After a stroke, which occurs when blood flow to the brain is disrupted, many people experience difficulty with movement. This research sought to understand and compare the scientific studies that investigate therapies for movement problems in the legs and feet following a stroke. Specifically, it looked at differences in these studies based on the economic resources of the country where the research was conducted.
The analysis focused on a specific type of high-quality study called a Randomized Controlled Trial (RCT). In an RCT, participants are randomly assigned to different groups to compare the effects of a new therapy against a standard one or no treatment. This method is a reliable way to determine if a therapy is effective. The researchers compared RCTs from High-Income Countries (HICs), which are wealthier nations, with those from Low-to-Middle-Income Countries (LMICs).
By conducting a thorough search of medical research databases up to December 2024, a total of 1,577 relevant RCTs were identified. The findings showed that the number of these studies conducted in LMICs has risen sharply since 2014. Since 2022, LMICs have produced more of these trials each year than HICs.

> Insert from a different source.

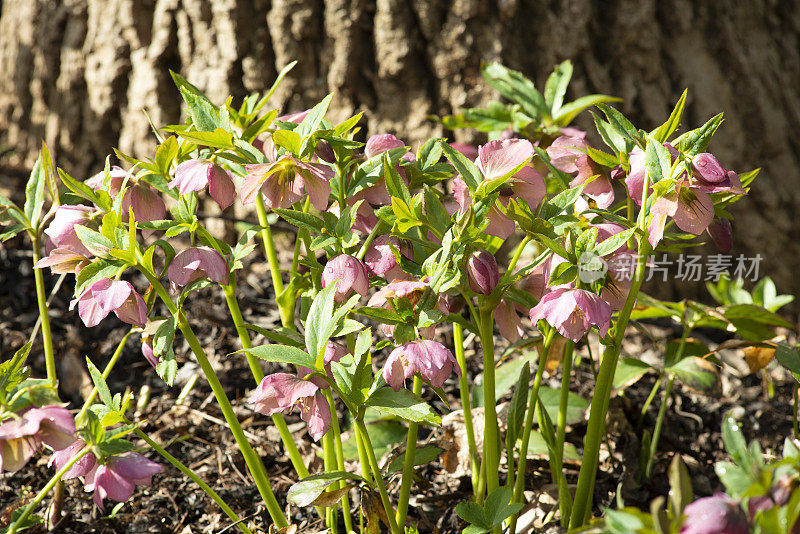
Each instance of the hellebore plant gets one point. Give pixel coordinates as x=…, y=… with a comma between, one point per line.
x=416, y=233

One key difference was the stage of stroke recovery being studied. Researchers in HICs were more likely to study individuals in the "chronic phase" of recovery, which is the long-term period several months after a stroke when recovery has often slowed down. The finding that this difference is unlikely due to random chance is supported by a statistical measure known as a p-value.
The types of therapies investigated also differed between the two groups of countries. Studies in HICs were more likely to examine therapies such as:
- Robotic training: Using robotic devices to assist with leg movements.
- Gait training: Physical therapy focused on improving a person's ability to walk.
- Treadmill training: Using a treadmill as part of walking therapy.
- Feedback training: Using technology to give a person real-time information about their movements to help them improve.
- Rhythmic-auditory training: Using sounds or musical beats to help guide movement.
In contrast, studies in LMICs were more likely to investigate:
- Acupuncture: A traditional therapy involving the insertion of thin needles into the skin.
- Task-specific training: Practicing real-life activities, like climbing stairs or getting out of a chair.
- Neurodevelopmental techniques: Hands-on therapy approaches aimed at improving movement patterns.
- Mirror therapy: Using a mirror to create a visual illusion of the affected leg moving correctly, which can help retrain the brain.
Another finding related to where the research was published. Scientific studies are published in academic journals, and a journal's influence is sometimes measured by its "impact factor." A higher impact factor generally suggests a journal is more widely read and cited by other scientists. A larger percentage of studies from HICs (28%) were published in journals with a higher impact factor (greater than 3) compared to studies from LMICs (18.4%).
This difference in publication venue occurred even though the studies from LMICs were found to be of similar quality and included more participants, which can make study results more reliable.
In summary, the yearly number of leg-rehabilitation trials for stroke recovery in LMICs has now surpassed that of HICs. Despite having similar quality, studies from LMICs are more often published in journals with a lower measured influence. The types of therapies studied in both settings were similar, which challenges a common assumption that research in LMICs would focus only on less expensive treatments.